For P1sarA, the phosphorylation of SarA by Stk1 (Fig. 3d), and, to a lesser extent, by SA0077 (data not shown) led to a delayed shift [2 and 0.8 μg required, respectively, for a complete shift vs. 0.5 μg when SarA is not phosphorylated (Fig. 3c)]. Concerning PfnbA and Prot, phosphorylation of SarA by SA0077 induced a delayed shift (Fig. 4b and d) compared with the unphosphorylated SarA conditions (Fig. 4a and c), whereas phosphorylation by Stk1 had no effect (data not shown). SarA was also incubated with Stk1-K39 and SA0077-K152, two mutants that are unable to autophosphorylate, and thus, are unable to phosphorylate
any substrate. As expected, no difference was observed between unphosphorylated SarA and SarA incubated with each of these two mutant kinases, showing that neither Stk1 nor SA0077 interacts with the different promoters tested. The main result of this study CB-839 datasheet is the demonstration, for the first time, that the S. aureus virulence regulator SarA is phosphorylated both in vivo and in vitro. SarA is a global transcriptional regulator of numerous virulence determinants produced by S. aureus (Wolz et al., 2000; Cheung et al., 2004, 2008b), which is expressed constitutively (Bayer et al., 1996; Manna et al., 1998; Blevins et al., 1999). SarA activates Fnb expression during the buy Neratinib exponential growth phase.

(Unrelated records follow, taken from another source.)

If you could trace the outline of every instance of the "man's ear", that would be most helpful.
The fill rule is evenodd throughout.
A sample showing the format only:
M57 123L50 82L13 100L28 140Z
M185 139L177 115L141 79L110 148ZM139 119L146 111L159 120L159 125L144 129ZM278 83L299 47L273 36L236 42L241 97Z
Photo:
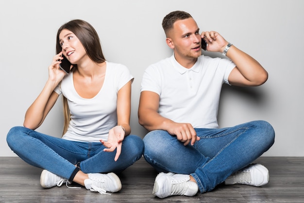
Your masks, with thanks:
M167 37L166 39L166 42L167 44L170 47L171 49L174 48L174 45L173 45L173 41L172 41L172 39L170 38Z

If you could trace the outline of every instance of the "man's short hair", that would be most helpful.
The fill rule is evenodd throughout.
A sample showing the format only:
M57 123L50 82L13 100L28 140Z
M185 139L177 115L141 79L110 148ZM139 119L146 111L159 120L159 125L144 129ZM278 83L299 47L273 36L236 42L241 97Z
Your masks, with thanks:
M162 26L166 35L167 35L168 31L173 28L173 24L178 20L183 20L189 18L192 18L187 12L182 11L173 11L164 18ZM167 36L168 37L168 36Z

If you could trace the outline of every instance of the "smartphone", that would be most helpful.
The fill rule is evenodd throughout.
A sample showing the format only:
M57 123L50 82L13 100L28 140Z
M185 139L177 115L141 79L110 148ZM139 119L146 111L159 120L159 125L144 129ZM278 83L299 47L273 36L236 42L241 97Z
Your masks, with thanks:
M202 49L205 51L207 49L207 42L203 38L202 38Z
M59 68L68 74L72 64L63 55L61 55L61 57L63 57L63 59L61 60L61 63L59 64Z

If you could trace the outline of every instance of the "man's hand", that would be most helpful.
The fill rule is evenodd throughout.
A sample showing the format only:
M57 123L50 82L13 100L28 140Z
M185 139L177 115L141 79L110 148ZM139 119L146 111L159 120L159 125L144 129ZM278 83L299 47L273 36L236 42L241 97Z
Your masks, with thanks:
M101 142L104 147L107 148L103 149L104 151L113 151L116 149L116 155L114 161L118 159L121 152L121 145L124 138L125 132L122 127L117 126L112 128L109 131L109 137L107 141L101 140Z
M228 42L215 31L203 32L201 36L204 38L208 46L206 50L209 52L218 52L221 53L228 44Z
M194 145L195 141L200 140L196 136L196 132L189 123L173 123L168 125L168 131L172 135L176 135L176 139L186 146L191 142L191 145Z

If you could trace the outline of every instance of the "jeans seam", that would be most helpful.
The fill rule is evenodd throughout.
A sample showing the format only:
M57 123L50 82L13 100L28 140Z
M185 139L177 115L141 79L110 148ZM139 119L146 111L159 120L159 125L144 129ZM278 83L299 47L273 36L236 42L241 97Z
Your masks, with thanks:
M209 160L209 161L208 162L207 162L206 164L205 164L203 166L202 166L202 168L204 168L207 164L208 164L209 163L210 163L211 161L212 161L213 160L214 160L214 159L215 159L217 157L217 156L224 150L224 149L226 148L228 146L229 146L229 145L230 145L230 144L231 144L231 143L233 143L235 141L236 141L236 140L240 136L240 135L241 135L242 134L243 134L244 132L246 131L246 130L248 129L248 128L240 128L237 129L236 129L236 130L233 131L230 131L229 133L225 133L224 134L223 134L222 135L221 135L221 136L224 136L224 135L227 135L228 134L230 134L231 133L233 133L235 132L240 129L245 129L245 130L244 130L243 131L242 131L242 132L240 133L239 134L238 134L237 136L236 136L236 137L235 137L235 138L234 139L233 139L231 141L230 141L228 144L227 144L227 145L226 145L226 146L225 146L225 147L224 147L223 148L222 148L220 151L219 151L217 154L216 154L212 159L211 159L210 160ZM218 137L220 136L217 136L217 137ZM192 177L193 177L193 178L194 178L194 179L195 179L195 180L197 181L197 184L198 184L198 185L199 186L199 188L200 189L200 191L201 192L201 193L205 192L206 191L205 189L205 188L203 187L203 184L202 183L202 182L201 181L201 179L198 178L198 176L197 176L197 175L195 173L193 173L193 175L191 175L191 176ZM196 176L198 177L198 179L196 179L195 178L195 177L194 176ZM198 180L199 180L199 183L198 182Z

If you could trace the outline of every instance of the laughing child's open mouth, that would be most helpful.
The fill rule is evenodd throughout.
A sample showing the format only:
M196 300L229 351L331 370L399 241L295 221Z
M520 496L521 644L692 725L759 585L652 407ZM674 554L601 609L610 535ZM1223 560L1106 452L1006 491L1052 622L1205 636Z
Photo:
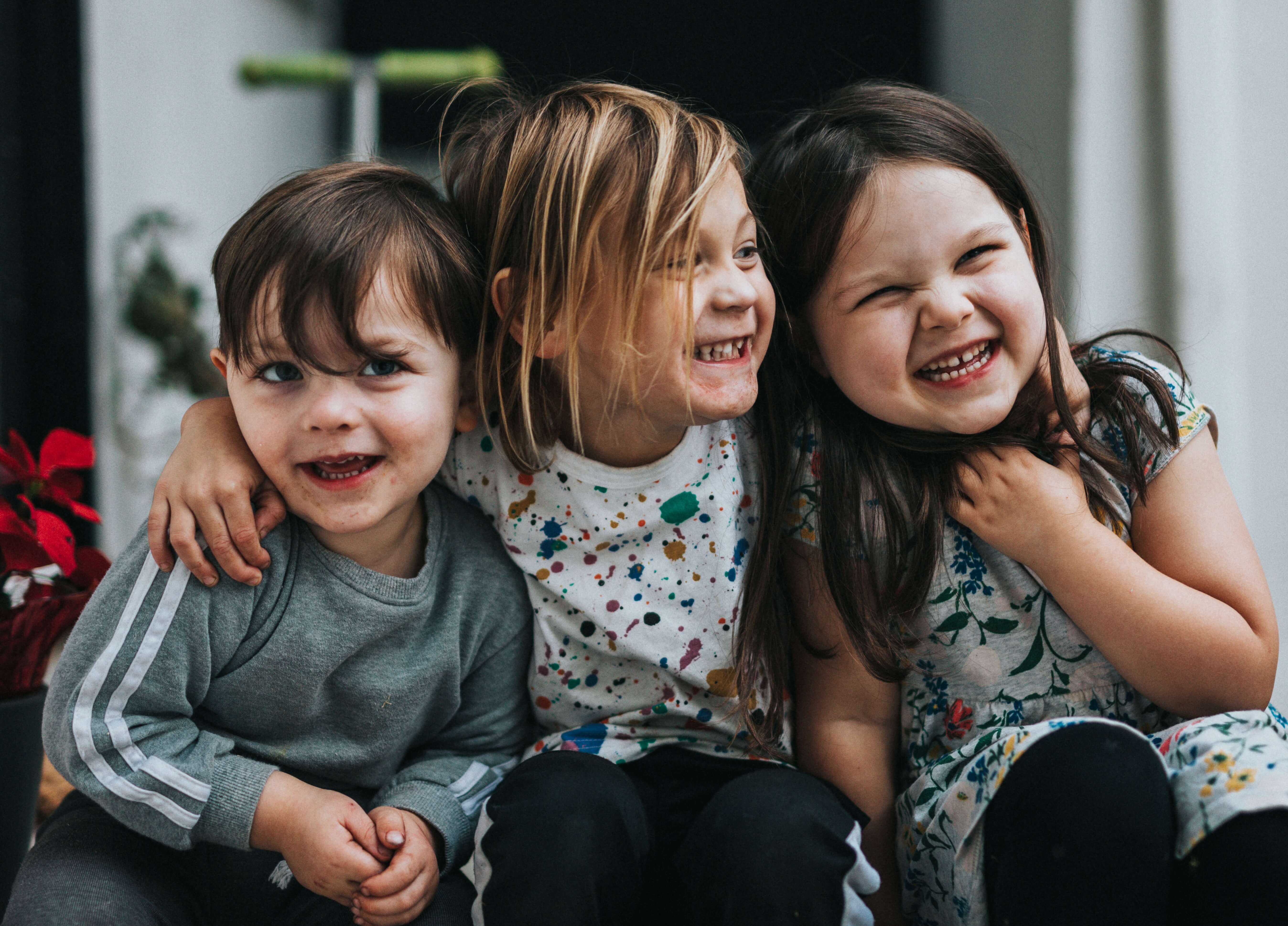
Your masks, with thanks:
M702 344L693 348L693 358L697 361L706 361L707 363L719 363L721 361L735 361L747 355L751 350L751 335L746 337L734 337L728 341L716 341L714 344Z
M965 350L923 366L917 371L917 376L931 383L948 383L967 373L972 373L993 359L996 340L984 340L971 344Z
M304 464L312 475L326 482L354 479L384 460L383 456L350 453L349 456L318 457Z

These data suggest that SarA is mainly activated in early growth. Wolz et al. (2000) hypothesized that a post-translational modification of SarA may occur during various stages of
the growth cycle. It would therefore be interesting to know in which growth phase Stk1 or SA0077 is expressed. Although SarA regulates virulence genes in a growth-phase-dependent manner, especially in the late exponential phase and in the beginning of the stationary phase, still the intracellular amount of SarA remains constant throughout growth (Blevins et al., 1999). In any case, the mechanism that controls its own activity remains to be determined. In this regard, two different hypotheses have been proposed recently, suggesting that SarA activity is controlled by either its binding to some specific protein or its post-translational modification (Blevins et al., 1999; Wolz et al., 2000; Schumacher et al., 2001; 3-oxoacyl-(acyl-carrier-protein) reductase Bronner et al., 2004). Our data support the latter hypothesis by showing that SarA is phosphorylated in vivo. Furthermore, it is unable to autophosphorylate, but can be intensely phosphorylated in vitro by both Stk1, mainly at threonine residues, and SA0077, mainly at serine residues. These results strongly suggest that there exists a tight and selective regulation of SarA by phosphorylation catalyzed by both Ser/Thr kinases of S. aureus. MS was used to determine the phosphorylated sites on SarA, but no significant result could be obtained. However, phosphorylation on seryl residues by SA0077 led to a decreased ability of SarA to bind DNA.